The former, preeminently Western, threatens an imminent assault on the more radical of Arab elements.
The latter, undoubtedly Eastern in its religious fervor and Persian character threatens the more moderate Arabs.
Israel May 11 was still deliberating the question of how and when to strike next at the Palestine Liberation Organization (PLO) in Lebanon. The Israeli Cabinet was said to be split on just what measures to take to respond to Palestinian shelling of northern Israel early this week. The shelling was in response to Israeli air raids on Sunday.
Perhaps one reason Israel had not yet acted was that desert dust raised by a khamsin wind had reduced visibility in Lebanon -- hampering potential Israeli aerial operations against Palestinian targets.
On the eastern edge of the Arab world May 11 Iran appeared slowly but surely to be pushing Iraq off its territory. Fierce battles were reported around the Irananian port of Khorramshahr, which was captured by the Iraqis 19 months ago.
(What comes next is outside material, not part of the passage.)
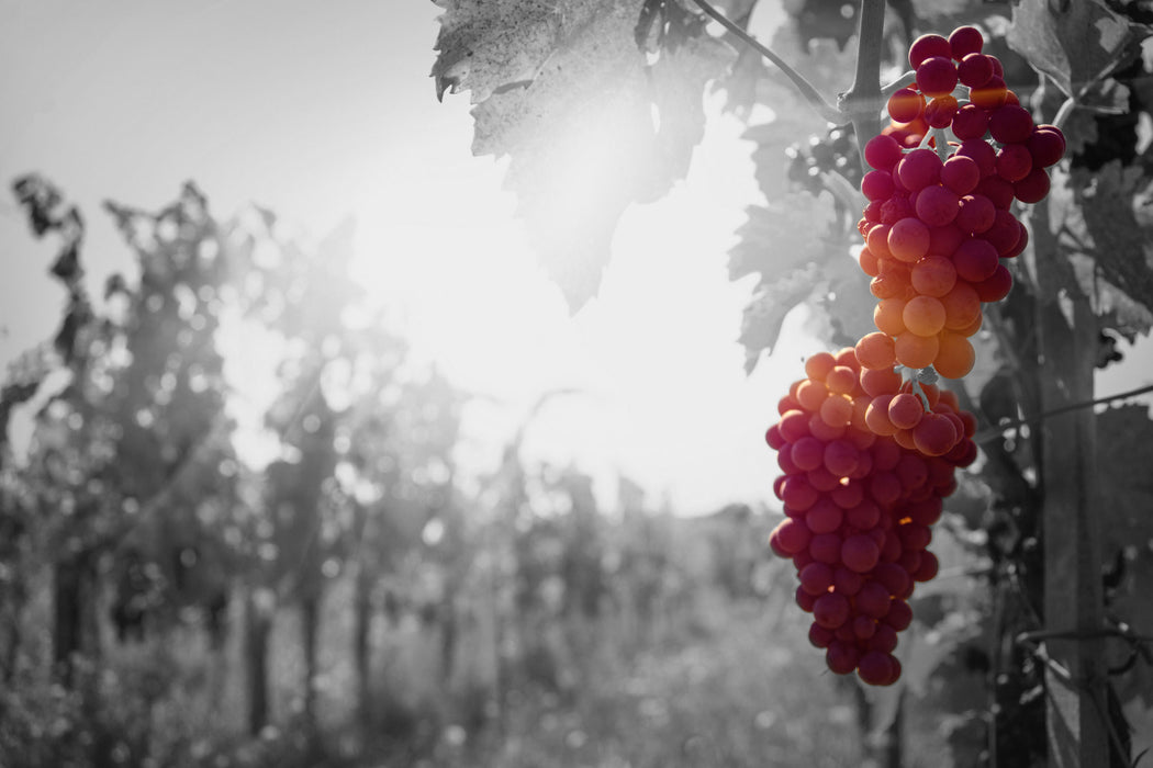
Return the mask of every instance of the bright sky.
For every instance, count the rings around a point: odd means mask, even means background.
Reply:
[[[249,201],[323,236],[359,222],[357,273],[472,409],[488,469],[530,404],[529,458],[619,467],[678,511],[770,496],[775,403],[821,348],[797,318],[746,378],[749,286],[725,252],[756,197],[740,126],[715,120],[686,183],[620,222],[601,295],[570,318],[536,268],[502,168],[474,158],[467,94],[435,98],[431,2],[0,0],[0,362],[53,333],[63,301],[7,187],[48,175],[88,214],[93,287],[131,254],[99,208],[155,210],[186,180],[228,216]],[[814,124],[814,130],[817,127]],[[235,344],[234,344],[235,345]],[[1116,367],[1099,391],[1136,383]],[[1133,356],[1130,356],[1133,359]],[[1138,378],[1140,378],[1138,377]]]
[[[691,177],[631,210],[601,296],[570,318],[535,266],[502,168],[474,158],[467,94],[435,98],[431,2],[0,0],[0,178],[48,175],[88,214],[95,286],[131,274],[99,210],[155,210],[184,180],[231,215],[248,201],[319,237],[359,223],[357,273],[473,410],[483,469],[536,397],[527,454],[613,467],[678,511],[770,495],[762,435],[799,367],[746,378],[747,283],[725,251],[756,195],[740,126],[716,121]],[[692,221],[692,223],[691,223]],[[10,193],[0,196],[0,360],[51,335],[62,303]],[[779,357],[813,351],[799,332]]]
Iraq admitted pulling back forces but still contended it was in ''control of the situation.'' Nevertheless, Iran seems determined to push Iraq out of its territory at all costs.
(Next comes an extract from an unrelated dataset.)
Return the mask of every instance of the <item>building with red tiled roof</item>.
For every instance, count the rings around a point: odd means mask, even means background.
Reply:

What Israel ultimately decides to do in Lebanon will most significantly affect the Arab radicals, notably the PLO and Syria. In the event of a step-up in Israeli military operations against Palestinians in Lebanon -- or an outright invasion -- the PLO would be fighting for its very existence.
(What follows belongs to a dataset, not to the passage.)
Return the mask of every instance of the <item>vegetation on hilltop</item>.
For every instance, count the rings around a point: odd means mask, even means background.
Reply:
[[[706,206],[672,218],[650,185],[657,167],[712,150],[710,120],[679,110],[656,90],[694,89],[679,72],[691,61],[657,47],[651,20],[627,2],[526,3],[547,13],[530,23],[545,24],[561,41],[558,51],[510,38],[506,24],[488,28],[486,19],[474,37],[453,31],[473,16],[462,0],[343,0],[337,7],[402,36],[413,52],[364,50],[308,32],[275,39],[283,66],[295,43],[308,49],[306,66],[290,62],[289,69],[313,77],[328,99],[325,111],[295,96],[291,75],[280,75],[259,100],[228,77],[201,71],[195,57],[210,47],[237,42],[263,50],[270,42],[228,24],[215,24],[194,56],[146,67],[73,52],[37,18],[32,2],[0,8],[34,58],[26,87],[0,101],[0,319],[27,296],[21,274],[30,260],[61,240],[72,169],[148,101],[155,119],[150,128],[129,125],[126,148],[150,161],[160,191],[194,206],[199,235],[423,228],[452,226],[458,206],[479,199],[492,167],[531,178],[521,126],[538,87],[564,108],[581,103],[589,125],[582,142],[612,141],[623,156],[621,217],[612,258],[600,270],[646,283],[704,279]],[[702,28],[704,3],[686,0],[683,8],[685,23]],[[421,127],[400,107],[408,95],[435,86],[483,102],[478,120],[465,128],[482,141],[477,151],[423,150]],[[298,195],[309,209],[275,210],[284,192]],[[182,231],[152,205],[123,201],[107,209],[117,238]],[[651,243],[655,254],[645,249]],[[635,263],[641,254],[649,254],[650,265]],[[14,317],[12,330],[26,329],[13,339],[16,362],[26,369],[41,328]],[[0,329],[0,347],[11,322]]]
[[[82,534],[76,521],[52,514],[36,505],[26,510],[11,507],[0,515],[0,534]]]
Moreover, the Damascus regime, committed to aid the PLO by a recently signed mutual defense pact, may find itself drawn into a costly war with Israel.
(Lebanon's foreign minister, Fuad Butros said May 11 a senior American official would visit the Middle East soon in an effort to ease the PLO-Israeli tension in southern Lebanon.)
Iran's inexorable drive against Iraq, meanwhile, primarily threatens the interests of Arab moderates which support Baghdad: Jordan, Saudi Arabia, the Gulf states, and now ever more openly, Egypt. If Iran is able to nullify the military gains of the Saddam Hussein regime, the Iraqi government could fall. If Iran crosses into Iraqi territory, Baghdad's Arab allies might be forced to intervene, thus getting drawn into a long, costly conflict.
''There would be grave consequences if the Iranian troops crossed the Iraqi border,'' Egyptian presidential adviser Osama Baz said last week. ''The Iranians are aware of our declared positions.''
For Egypt, the declarations daily show more favoritism toward Iraq. Arab sources believe that a contingent of Egyptian advisers already serves in Iraq. Because of this trend, the Iranian Foreign Ministry May 10 warned Egypt not to get too close to Baghdad and accused Egypt and Oman of being ''agents of the United States and Israel.''
The increasingly long shadows that Israel and Iran are casting militarily over the Arabs raise a number of concerns with Arab intellectuals. These include:
* The danger of an open split between the Sunni and Shia sects of Islam. The former is found in the moderate Arab countries. The latter found in Iran, Syria, and Lebanon.
* The danger of a split between Arab nationalists and religious fundamentalists. The PLO would be the primary victim if Arab attention were significantly diverted to the Iran-Iraq conflict. Israel would have little worry of a significant pan-Arab response to a war with the PLO.
* The moderates in the Arab world might end up standing on unsound ground by either responding too loudly to the Iranian threat or not loudly enough to the Israeli threat.
Zionism and Muslim fundamentalism today are shaking the Middle East on the ground. To Arabs, that looks like Israel and Iran, each for its own reasons, squeezing the Arabs in between.